April 29 – The night Petunia was born, Miranda, Maggie & I waited with her mama, Paisley, all evening long. Her labor was slow, very slow, and we were all so ready for her to deliver. Some assistance helped her to get things started and long-legged Phergus was the first to appear. Next was Philip, smaller and easier to deliver. A while later, now late in the night, Petunia presented backwards. Miranda was able to push her back and collect her legs together and help her safely through, with the right amount of finesse and strength, and, ha!, we had a triplet! Sassy and strong from the very start. The first triplets born on our farm in so many years of lambing.
Summer passed and the three grew like gangbusters as their very attentive mama cared for them.
Paisley started to wean them at 2 months old and we granted her that. Nursing triplets took a lot out of her and summer was ahead of her. I separated her from them at about 10 weeks and they lived in the barnyard with some grazing, hay and grain while mama went to pasture to graze with the others and rebuild her strength and vigor.
September 1 – The morning sky was as blue as it gets in September. I think that September-blue should be a color.
I changed my calendars.
A strong breeze was steady and the air had cooled, I bundled up to go out, sorting through my wool-drawer for mitts and a hat. I was giddy for the change. Literally skipping to the barn.
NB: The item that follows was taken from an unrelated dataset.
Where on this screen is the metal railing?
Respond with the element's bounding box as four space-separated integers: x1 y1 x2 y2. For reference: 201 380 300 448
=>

Just like that, it all went away. I found Petunia, our little 4-month old Shetland ewe lamb, turned away from the stall door, curled up in a still pose. She had died.
I won’t forget the details. The evening before when I’d tucked her in with the two new Shetland lambs, Peigi & Penelope, I was feeling so satisfied at the amount of work I’d gotten done, secure to head into the house and call it a day. I’d spent two days finding a good solution to settle in our recently acquired, wild little ewe lambs.
This past week I’d separated Petunia from her brothers because it was time. I put Philip & Phergus in the pasture with The Boy Band and they’d been baahing and baahing to their sister in the barn, their sister had been calling back.
Posting Petunia in with the newbies was a great distraction for her. She’d be their companion and her extremely social temperament would help them to learn to trust and relax in their new home.
I fed them all grain because the farm that they had come from said that the girls were eating grain now. And they were newly weaned and missing home and hungry.
Petunia ate all of the grain and choked or bloated, or both, from overeating. That is why she died.
All the should’ves – I’ve been through them and will go through them.
It’s hard not to feel it personally when beloveds are taken away as often as they had been for me this past season. There is always work in front of me, at every turn, and the relationship I have with the animals I care for sustains my energy, fills me up more than it takes away. There is no doubt that it is meaningful work.
But the hurt of grief requires a different protocol for healing. I’ve figured it out.
I live and manage a working farm. There are many dependent on me for care and so I have to be my best for everyone. I walk and talk and cry and think and work and repeat as I tick off the tasks. Discovering Petunia, racing ahead in my mind, how to bury her before evening – so many coyotes lately – should I try to take her pelt – how to skin a lamb – making phone calls – making plans – finding help –
Caring for the new, bewildered lambs. Caring for the flocks in the fields and the old ewes in the barn, the barnyard.
My back and shoulders and arms are still sore from unloading hay wagons a week ago and filling the loft, from cleaning two very soiled stalls this past week that were thick with muck from sheltering animals in various stages of care. It’s the kind of sore that I notice when I settle into a bed at the end of the day, but not the kind of sore that keeps me from hauling, shoveling, lifting, climbing, and hustling.
My heart and head are sore from the hurt and drain on my mental energy of welcoming, caring for and saying goodbyes to new and old flock members. It’s the kind of sore that feels like the verge of choking and flushed cheeks and eyes watering, but not the kind of sore that keeps me from swallowing it all and smiling broadly or laughing boldly as the antics of the pup or the curiosity of lamb or a sweet phone conversation with your loved ones brings you back.
The things I love, I love very much. It hurts like hell to say goodbye. But the things I love that are here still, I love very much. They help me when it hurts like hell.